[NASA file image for representation.]
Mumbai: In a first, astronomers have noticed a large dark spot in Neptune’s atmosphere, with a surprisingly smaller bright spot adjacent to it.
The dark spot on Neptune’s atmosphere has been observed with a telescope on Earth.
These rare features in the blue background of Neptune’s atmosphere are a mystery to astronomers.
The new results via ESO’s Very Large Telescope (VLT) provide further clues to find out their nature and origin.
The latest astral observation comes days after astronomers noticed cloud coverage seen on Neptune disappearing.
A dark spot was first discovered on Neptune by NASA’s Voyager 2 in 1989, before disappearing a few years later.
“Since the first discovery of the dark spot, I’ve always wondered what these short-lived and elusive dark features are,” said Patrick Irwin, Professor at the University of Oxford and lead investigator of the study published in Nature Astronomy.
The new observations indicate that dark spots are likely the result of air particles darkening in a layer below the main visible haze layer, as ice and haze mix in Neptune’s atmosphere.
The observations also lead to another surprise result.
“In the process, we discovered a rare deep bright cloud type that had never been identified before, even from space,” said study co-author Michael Wong, a researcher at the University of California, Berkeley.
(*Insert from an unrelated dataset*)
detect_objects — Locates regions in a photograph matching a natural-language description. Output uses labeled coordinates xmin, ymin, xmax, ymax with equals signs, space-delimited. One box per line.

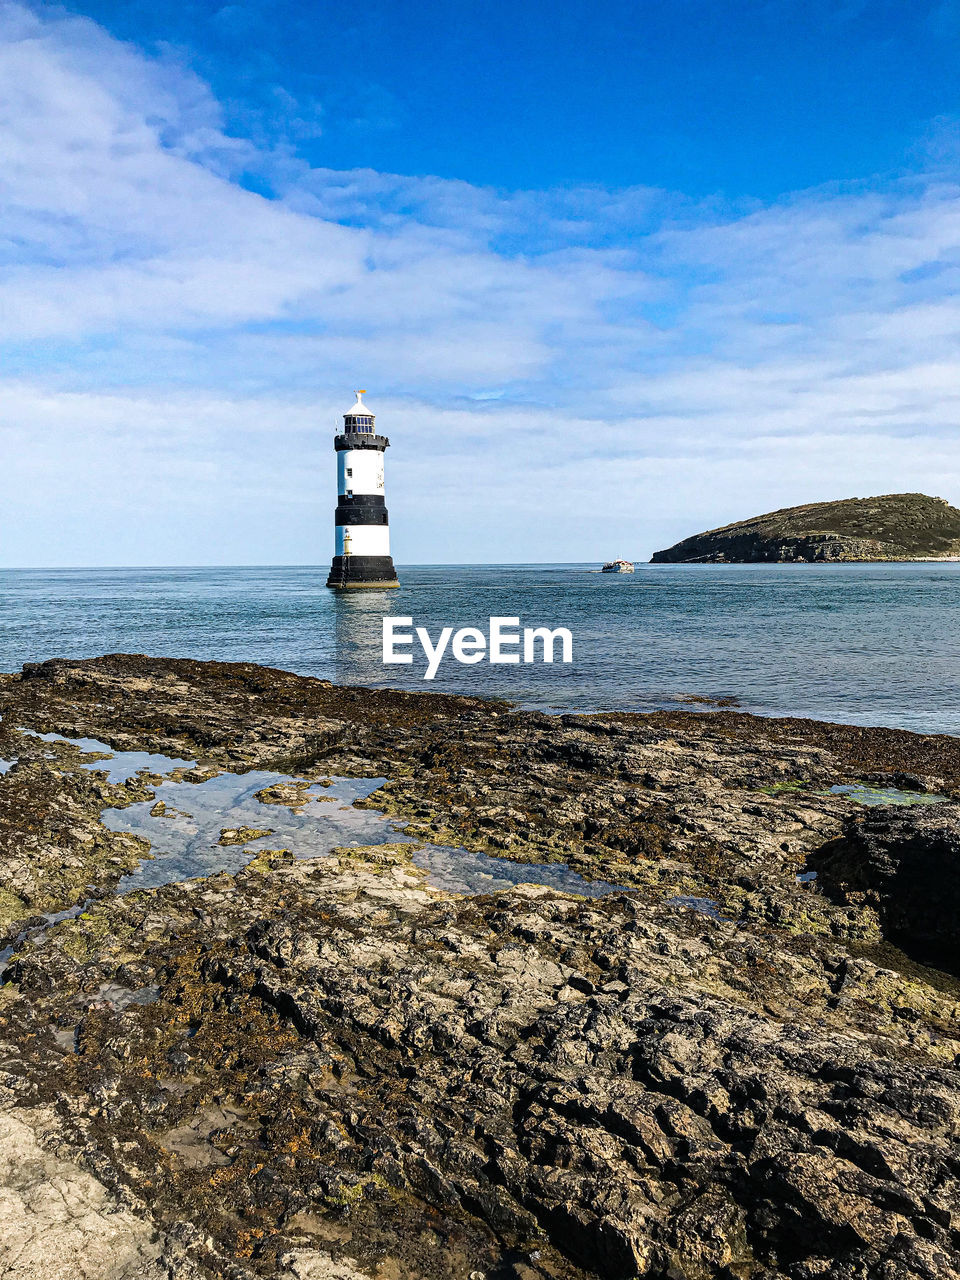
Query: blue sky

Coming to this conclusion was no easy achievement because dark spots are not permanent features of Neptune’s atmosphere and astronomers had never before been able to study them in sufficient detail.
The opportunity came after the NASA/ESA Hubble Space Telescope discovered several dark spots in Neptune’s atmosphere, including one in the planet’s northern hemisphere first noticed in 2018.
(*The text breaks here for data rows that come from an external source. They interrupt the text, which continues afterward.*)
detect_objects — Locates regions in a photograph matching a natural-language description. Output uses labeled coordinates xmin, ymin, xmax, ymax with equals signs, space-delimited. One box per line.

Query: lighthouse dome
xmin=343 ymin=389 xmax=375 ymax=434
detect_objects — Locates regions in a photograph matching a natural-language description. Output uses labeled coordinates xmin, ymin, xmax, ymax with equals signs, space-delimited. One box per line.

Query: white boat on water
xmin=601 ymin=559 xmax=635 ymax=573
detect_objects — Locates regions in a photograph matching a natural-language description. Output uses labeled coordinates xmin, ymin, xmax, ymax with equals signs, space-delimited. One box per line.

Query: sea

With the help of ESO’s VLT, it is now possible for astronomers to study features like these spots from Earth.
“This is an astounding increase in humanity’s ability to observe the cosmos. At first, we could only detect these spots by sending a spacecraft there, like Voyager. Then we gained the ability to make them out remotely with Hubble. Finally, technology has advanced to enable this from the ground,” concludes Wong, before adding, jokingly: "This could put me out of work as a Hubble observer!”